Adds the SDK's continuous-action pillar — every prior agent picks one of N discrete actions; SAC outputs a real-valued torque. Showcased by Pendulum-v1.

Investigated by a 4-agent team (autograd seam, Box/env seam, SAC design, web/gates/docs), then built + measured the same day.

Core (no new backend kernels needed)

  • Tensor.ConcatCols / SliceCols — two small column-wise autograd ops (pure memory layout). Concat feeds the critic its concat(state, action) input (routing the actor's gradient through the action half); Slice splits the policy net's [B,2A] output into the mean / log-σ halves.
  • Nn/Normal — diagonal squashed Gaussian (the continuous mirror of Categorical): reparameterized tanh(mean+σ·ε) sample, log-prob with the tanh change-of-variables correction, Mode=tanh(mean). ε is a detached RandomNormal leaf (stop-gradient for free); log-σ clamped to [-20,2].
  • ContinuousReplayBuffer (+ checkpoint) — float-vector actions, no mask; the discrete ReplayBuffer stays byte-compatible.
  • SacTrainer — squashed-Gaussian actor, twin Q-critics (clipped double-Q), Polyak soft target update (a SoftUpdate helper, not a CopyFrom overload), auto-tuned entropy temperature. ContinuousPolicyAgent serves greedy = tanh(mean) rescaled to the box bounds. Bitwise-resumable SacTrainingState. The off-policy loop mirrors DqnTrainer.

Env

PendulumEnv (IEnvironment<float[],float[]> + IStatefulEnvironment) — faithful Gymnasium Pendulum-v1: obs [cos θ, sin θ, θ̇], action torque ∈ [−2,2] (Box(1)), semi-implicit Euler, pre-update cost, torque clamp, no terminal (truncate@200).

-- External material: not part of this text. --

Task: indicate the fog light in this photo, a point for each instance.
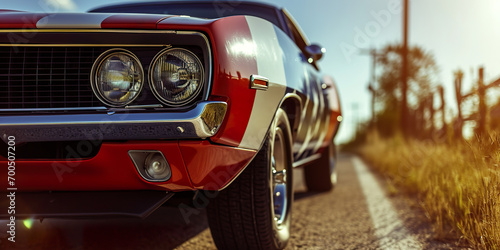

Web (PRD §7.1 principle B)

  • EpisodeStreamer generalized over TAct (MountainCar/Snake pass resetAction: -1).
  • PendulumModelService (SAC), PendulumController (WS /api/pendulum/live, h2 Extended CONNECT).
  • Angular page: <canvas> rod + Watch AI (WebSocket) / Swing it yourself (client TS physics on a JS timer, ←/→ = continuous torque). Nav + home card + route.
  • Seed models/pendulum.sac.ckpt (Git LFS), served actor-only via the existing MlpCheckpoint.

Measured

  • SAC (Hidden [128,128], 30k steps, ~6 min CPU) → greedy eval −149.1 over 100 episodes (random ≈ −1200; past the −200 solved bar and the −150 solve-threshold).
  • Bitwise-resume test green; 270 fast tests pass; both web modes verified live in-browser (Playwright, no console errors).
  • Slow median-of-3-seeds gate (Sac_SolvesPendulum, gate ≥ −250) included, opt-in.

Docs

PRD (algorithm ladder, non-goals clarification, env table, §7.1 interaction table), PLAN (M23 milestone, breadth list, gate-results table, console help), ADDING_A_GAME (continuous-control seam note).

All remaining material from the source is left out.